# Looking for something in Denver



## Shadowduckboy (Jan 21, 2018)

hopeful for the west side of the city

Kyukushin was my first choice but the only one in the state is an hour and a half away 

not into Kraft Maga

Combat oriented

There's a budo taijutsu place but I don't know if it's any good

There's the IKFF shotokan place nearby but I'm not sure if that is applicable to real combat

Any recommendations?


----------



## JR 137 (Jan 21, 2018)

Enshin karate.  Their honbu (headquarters dojo) is in Denver.  Run by Joko Ninomiya and his son.

Home - Enshin Karate

Ninomiya was a Kyokushin legend back in the day.  He followed his teacher (Hideyuki Ashihara) who was also a Kyokushin legend when he left Kyokushin and formed Ashihara karate.  Ninomiya then left Ashihara and started Enshin.

Take Kyokushin, substitute “fighting kata” for traditional kata, add some Judo, and you’ve got Enshin.  I’ve admittedly got a man crush on Enshin. It seems very no-nonsense and covers up-close striking, throws, chokes, and joint locks.  Their claim to fame is tai sabaki - circular movement into the opponent’s blind spot.

Their big tournament is the Sabaki Challenge.  Google searching that will give you an idea.  Granted, they’re the top competitors in their biggest tournament, but it’ll give you an idea what it’s all supposed to be about.

There’s no local Enshin near me, and been there, done that with full Contact Karate in my 20s.  

Did I mention Ninomiya is an absolute legend?


----------



## _Simon_ (Jan 21, 2018)

Yeah sounds like Enshin would be right up your alley.
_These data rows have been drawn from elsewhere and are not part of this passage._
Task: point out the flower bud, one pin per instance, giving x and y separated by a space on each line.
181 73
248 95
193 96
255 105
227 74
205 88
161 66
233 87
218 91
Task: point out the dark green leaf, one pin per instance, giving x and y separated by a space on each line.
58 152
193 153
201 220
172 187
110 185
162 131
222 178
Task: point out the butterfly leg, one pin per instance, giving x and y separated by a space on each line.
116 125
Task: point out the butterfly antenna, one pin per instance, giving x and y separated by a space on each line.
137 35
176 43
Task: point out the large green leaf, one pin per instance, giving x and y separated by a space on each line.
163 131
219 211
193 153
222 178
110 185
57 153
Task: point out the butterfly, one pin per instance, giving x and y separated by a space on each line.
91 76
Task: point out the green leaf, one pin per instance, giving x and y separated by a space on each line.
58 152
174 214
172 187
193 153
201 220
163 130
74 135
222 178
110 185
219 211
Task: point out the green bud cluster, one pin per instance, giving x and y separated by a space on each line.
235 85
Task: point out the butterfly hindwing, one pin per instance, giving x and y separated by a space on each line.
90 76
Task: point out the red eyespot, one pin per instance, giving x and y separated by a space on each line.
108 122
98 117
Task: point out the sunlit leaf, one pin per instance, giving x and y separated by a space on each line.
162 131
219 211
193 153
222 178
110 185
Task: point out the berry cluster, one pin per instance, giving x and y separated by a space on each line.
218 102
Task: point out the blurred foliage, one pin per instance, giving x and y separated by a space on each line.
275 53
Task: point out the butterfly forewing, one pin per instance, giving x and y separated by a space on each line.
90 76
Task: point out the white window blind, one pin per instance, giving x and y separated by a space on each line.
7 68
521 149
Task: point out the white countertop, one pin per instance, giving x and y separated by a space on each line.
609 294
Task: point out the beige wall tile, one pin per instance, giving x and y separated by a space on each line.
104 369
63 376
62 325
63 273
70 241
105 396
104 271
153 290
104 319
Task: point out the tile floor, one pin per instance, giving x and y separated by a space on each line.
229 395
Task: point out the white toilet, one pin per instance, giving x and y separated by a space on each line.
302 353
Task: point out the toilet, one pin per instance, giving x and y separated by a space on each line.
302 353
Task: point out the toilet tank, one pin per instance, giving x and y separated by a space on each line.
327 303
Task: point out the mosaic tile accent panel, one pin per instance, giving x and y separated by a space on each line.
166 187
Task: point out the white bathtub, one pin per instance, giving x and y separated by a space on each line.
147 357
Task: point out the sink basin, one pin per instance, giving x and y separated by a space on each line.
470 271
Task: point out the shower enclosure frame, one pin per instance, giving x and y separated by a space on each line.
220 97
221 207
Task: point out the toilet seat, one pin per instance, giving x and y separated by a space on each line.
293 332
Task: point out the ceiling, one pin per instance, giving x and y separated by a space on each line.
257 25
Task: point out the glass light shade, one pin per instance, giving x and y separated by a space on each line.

And Honbu as well, wowza!! But I'd even look up all close by places of all styles and train in them for a few weeks or a month, get a feel for them. That way you can see which clicks for you, it'll often be the dojo and instructor that clicks moreso than the style, good luck


----------



## JR 137 (Jan 21, 2018)

_Simon_ said:


> Yeah sounds like Enshin would be right up your alley. And Honbu as well, wowza!! But I'd even look up all close by places of all styles and train in them for a few weeks or a month, get a feel for them. That way you can see which clicks for you, it'll often be the dojo and instructor that clicks moreso than the style, good luck


Absolutely.  If the teaching methods aren’t in line with your learning style, it doesn’t matter how good the art is.


----------



## Brian King (Jan 21, 2018)

How far is Longmont from you Shadowduckboy?
One of my favorite Systema instructors teaches there.
Regards
Brian King


----------